Stepping up to the senior level
“It didn’t feel real, to be honest – it was probably around five years ago now, we went through quite an intense two-month trial period to get into the GB senior side and I just remember it was gruelling. We'd never experienced training like it but I worked hard like every other girl that was there and I was so fortunate to be on the right side of that selection and be involved in the centralised programme, to get given a centrally-contracted place on the GB senior programme….it was just incredible.
“Then the five years since is just a bit of a pinch me moment. I just grew up looking at female role models in the sporting world. I went to the London 2012 Olympic Games, I grew up 20 minutes down the road from there and I remember watching my heroes at the hockey tournament. I managed to go to one game and was just in awe of these women that were playing at the highest level of our sport. They were wearing that GB vest and I was just in awe.

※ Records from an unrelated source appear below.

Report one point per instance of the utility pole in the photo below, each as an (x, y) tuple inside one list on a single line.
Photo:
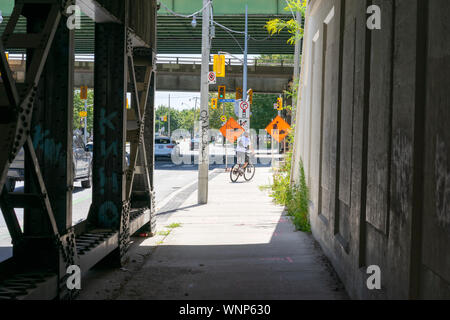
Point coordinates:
[(203, 156), (168, 118), (245, 77)]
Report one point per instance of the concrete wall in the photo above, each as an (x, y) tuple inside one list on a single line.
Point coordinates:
[(373, 134)]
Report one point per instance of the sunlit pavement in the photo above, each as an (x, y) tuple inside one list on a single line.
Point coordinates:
[(238, 246), (169, 178)]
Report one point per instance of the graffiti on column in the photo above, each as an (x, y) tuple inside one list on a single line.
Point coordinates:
[(108, 211), (204, 119)]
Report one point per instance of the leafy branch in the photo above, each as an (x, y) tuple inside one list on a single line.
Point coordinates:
[(275, 26)]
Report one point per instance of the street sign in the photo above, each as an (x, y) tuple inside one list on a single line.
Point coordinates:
[(244, 105), (212, 77), (244, 114), (237, 110), (244, 124), (278, 129), (214, 103), (83, 93), (219, 65), (231, 130), (280, 104)]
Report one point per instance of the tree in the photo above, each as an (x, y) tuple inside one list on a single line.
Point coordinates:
[(78, 106), (292, 26), (262, 111)]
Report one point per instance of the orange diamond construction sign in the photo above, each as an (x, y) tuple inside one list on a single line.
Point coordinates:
[(278, 129), (232, 130)]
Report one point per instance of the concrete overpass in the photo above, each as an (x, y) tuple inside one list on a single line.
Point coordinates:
[(183, 74)]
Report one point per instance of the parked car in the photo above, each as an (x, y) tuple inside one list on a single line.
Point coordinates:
[(164, 146), (82, 165)]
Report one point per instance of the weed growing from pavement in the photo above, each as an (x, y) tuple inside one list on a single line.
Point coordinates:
[(164, 233), (174, 225), (294, 198)]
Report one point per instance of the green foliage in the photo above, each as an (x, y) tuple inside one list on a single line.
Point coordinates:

“And then obviously watching the girls win Olympic gold in Rio in 2016, that was just incredible as well. To think that I was then given that opportunity five years ago, and that I would be able to be in that position myself and to be able to stand on those women’s shoulders that came before me and try and build my own impact within the GB Hockey side, was a huge honour and something I still look back on really proudly.”
My main influence
“My family are huge. They are my biggest supporters and they've always been my biggest supporters. My mum and dad literally drove up and down the country everywhere to enable me to play hockey at the level that I was.
I have two older brothers that are also sports-mad and I really idolised them back then, and still do now. My family had a big impact – I can't underestimate the impact that they had in terms of the support that they provided me back then.
“My first hockey coach was Brad Moreland at Havering Hockey Club. He was integral to me developing into the player that I was throughout my time at the hockey club.
Also my PE teacher, Helen Biscoe, was important – the support that I got from her in particular at school, I look back now and both Brad and Helen literally would have done anything for me to be able to develop me as a hockey player. I doubt I would have got to the position that I did, and perform as an international hockey player, without that level of support.”
We'd like to thank Emily for sharing her story with us, and we hope that this series can help many #TeamEnglandFutures better understand the process of making it at the senior level and the highs and lows that come along the way.